Une étude récente de la Faculté Vetsuisse de l’Université de Berne a montré que l’écornage impliquait des souffrances pour les animaux. Par ailleurs, on sait que les cornes jouent un rôle dans les relations sociales et hiérarchiques des bêtes[1]. Ces considérations, mises en rapport avec les exigences de la loi sur la protection des animaux, devraient déjà nous inciter à soutenir l’initiative pour les vaches à cornes, puisqu’elle répond de manière cohérente aux bases légales en vigueur en matière de protection des animaux. Elle est même particulièrement modérée, puisqu’elle n’interdit rien, mais récompense seulement les agriculteurs qui laissent leurs cornes à leur bétail.

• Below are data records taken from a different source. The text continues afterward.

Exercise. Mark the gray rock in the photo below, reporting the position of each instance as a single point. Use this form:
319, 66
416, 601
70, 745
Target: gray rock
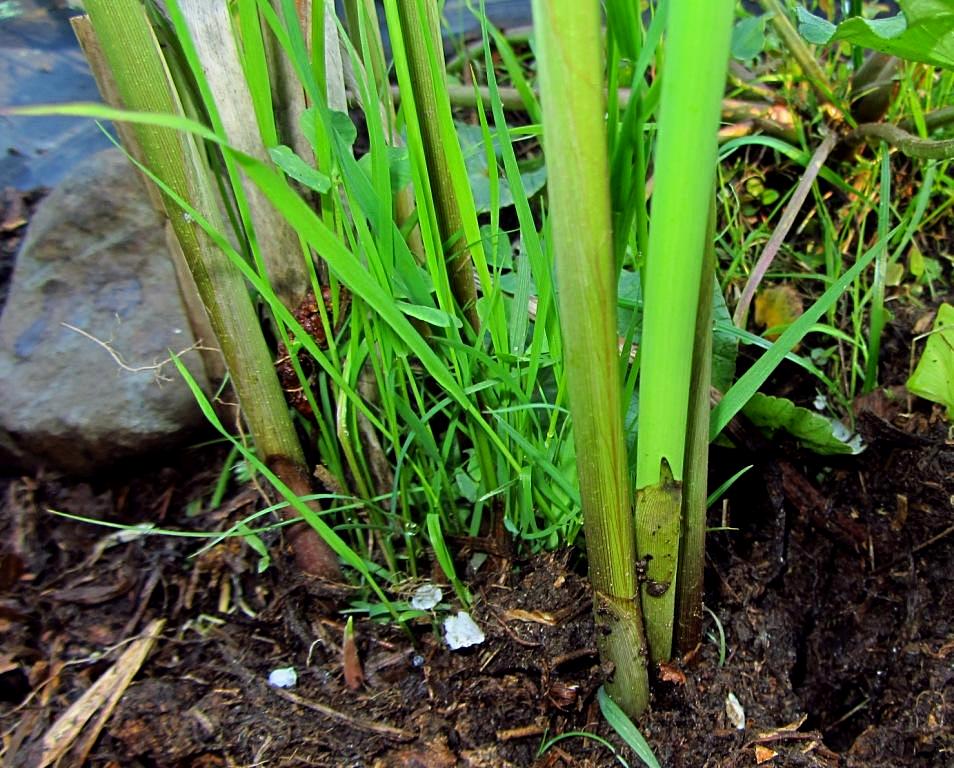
94, 257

L’écornage est le symptôme d’une intensification de l’élevage

Mais la discussion ne s’arrête pas là. Selon l’ordonnance de la loi sur la protection des animaux, ceux-ci doivent être traités et détenus de manière à respecter les besoins de leur espèces : ni leurs fonctions corporelles, ni leur comportement ne doivent être gênés (article 3 OPAn). Or pourquoi écorne-t-on les vaches ? Pour minimiser les risques de blessures lorsqu’elles sont détenues en grand nombre[2]. L’écornage est dès lors le résultat d’une démarche qui va à l’opposé des exigences de la loi sur la protection des animaux. Plutôt qu’adapter les conditions de soins et de détention aux besoins de l’espèce, on adapte l’animal lui-même aux structures de détention. Ainsi, il est possible de détenir un plus grand nombre d’animaux dans une même surface.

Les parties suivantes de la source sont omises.